Jefferies Group Inc. cut its forecast for European Union 2013 carbon permits by 13 percent as the bloc seeks a solution to an excess of the allowances that forced prices to a record low last month.
The contract will average 5 euros ($6.49) a metric ton through December, Matthew Gray, a London-based carbon analyst, wrote in an e-mailed research note today, lowering its estimate from 5.75 euros. The permits will trade at 6.50 euros a ton by expiry at the end of this year, he said, cutting a previous forecast of 8 euros.
EU permits for December fell 2.2 percent to 4.79 euros at 2:43 p.m. on London’s ICE Futures Europe exchange. They dropped to a record 2.81 euros Jan. 24.
The European Parliament’s environment committee last month approved a plan from the bloc’s regulator to withhold 900 million tons of allowances over the next three years and redistribute them in 2019-2020. The panel rejected a bid to negotiate the proposal in a fast-track procedure, which may delay the approval of the so-called backloading plan by two months.
“We are still confident that Germany will vote in favor of backloading,” Matthew Gray, a carbon analyst at Jefferies, said in an e-mailed report today. “But due to their hegemonic status in Europe, German approval will likely be conditional. For this reason, EUA volume being delayed in 2013 seems unlikely.”

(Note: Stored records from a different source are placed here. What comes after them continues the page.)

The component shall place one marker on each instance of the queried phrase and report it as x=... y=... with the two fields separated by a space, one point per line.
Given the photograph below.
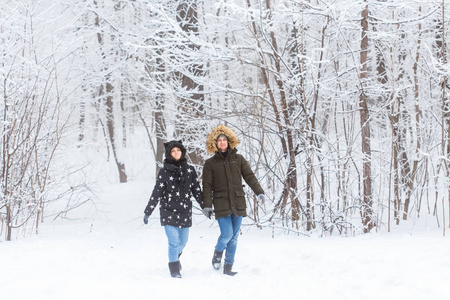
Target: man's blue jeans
x=177 y=238
x=229 y=232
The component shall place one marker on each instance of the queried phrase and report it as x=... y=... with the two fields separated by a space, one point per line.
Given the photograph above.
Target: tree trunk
x=367 y=211
x=111 y=131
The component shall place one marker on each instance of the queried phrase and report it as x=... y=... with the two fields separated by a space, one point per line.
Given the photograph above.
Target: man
x=222 y=188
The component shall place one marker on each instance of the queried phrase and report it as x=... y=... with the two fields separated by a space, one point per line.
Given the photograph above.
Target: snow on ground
x=115 y=256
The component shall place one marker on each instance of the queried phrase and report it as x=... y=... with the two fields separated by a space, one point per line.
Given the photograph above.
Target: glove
x=146 y=219
x=261 y=198
x=207 y=211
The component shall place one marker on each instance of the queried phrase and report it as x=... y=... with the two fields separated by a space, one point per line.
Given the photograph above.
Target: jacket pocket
x=240 y=200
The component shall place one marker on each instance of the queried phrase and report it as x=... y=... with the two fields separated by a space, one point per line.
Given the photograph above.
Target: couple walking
x=222 y=196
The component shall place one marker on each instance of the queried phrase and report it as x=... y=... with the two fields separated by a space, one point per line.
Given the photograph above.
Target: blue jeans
x=229 y=232
x=177 y=238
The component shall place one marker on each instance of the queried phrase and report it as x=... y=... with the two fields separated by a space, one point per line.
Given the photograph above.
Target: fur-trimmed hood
x=211 y=140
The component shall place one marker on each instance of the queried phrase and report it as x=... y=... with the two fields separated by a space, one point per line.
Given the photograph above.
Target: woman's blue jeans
x=177 y=238
x=229 y=232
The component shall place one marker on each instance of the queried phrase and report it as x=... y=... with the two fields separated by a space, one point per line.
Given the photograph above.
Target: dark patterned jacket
x=173 y=190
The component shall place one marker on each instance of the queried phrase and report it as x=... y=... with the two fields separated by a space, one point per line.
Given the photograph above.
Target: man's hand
x=207 y=211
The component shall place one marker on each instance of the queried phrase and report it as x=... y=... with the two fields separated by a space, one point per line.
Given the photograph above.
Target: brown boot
x=174 y=268
x=217 y=259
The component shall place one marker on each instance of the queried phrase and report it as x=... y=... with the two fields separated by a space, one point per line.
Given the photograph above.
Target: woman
x=176 y=183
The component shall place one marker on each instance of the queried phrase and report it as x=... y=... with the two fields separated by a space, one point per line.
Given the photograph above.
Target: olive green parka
x=222 y=177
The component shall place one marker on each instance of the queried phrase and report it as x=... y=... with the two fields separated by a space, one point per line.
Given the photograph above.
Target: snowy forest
x=341 y=107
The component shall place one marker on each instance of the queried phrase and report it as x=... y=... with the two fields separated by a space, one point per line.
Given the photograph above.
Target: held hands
x=207 y=211
x=146 y=219
x=261 y=198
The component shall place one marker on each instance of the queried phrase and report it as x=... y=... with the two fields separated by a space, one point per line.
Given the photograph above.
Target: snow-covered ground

The surplus of permits in the EU emissions trading system in 2012 will rise nearly 70 percent from a year earlier to 1.6 billion tons, Gray said. That’s equivalent to 87 percent of the cap on emissions last year, according to data compiled by Bloomberg.
Factories and power stations within the EU emissions- trading system emitted 1.88 billion tons of carbon last year, up 0.6 percent from 2011, Gray said in the research note. Bloomberg New Energy Finance predicts 2012 emissions of 1.96 billion tons. Preliminary data will be published in April.
The increase is because it’s more profitable to burn coal than gas in power stations, according to Gray. The year-ahead clean-dark spread, a measure of the profit from burning coal to generate electricity, was at 7.58 euros a megawatt-hour today, while the equivalent measure for gas was minus 14.4 euros, according to data compiled by Bloomberg.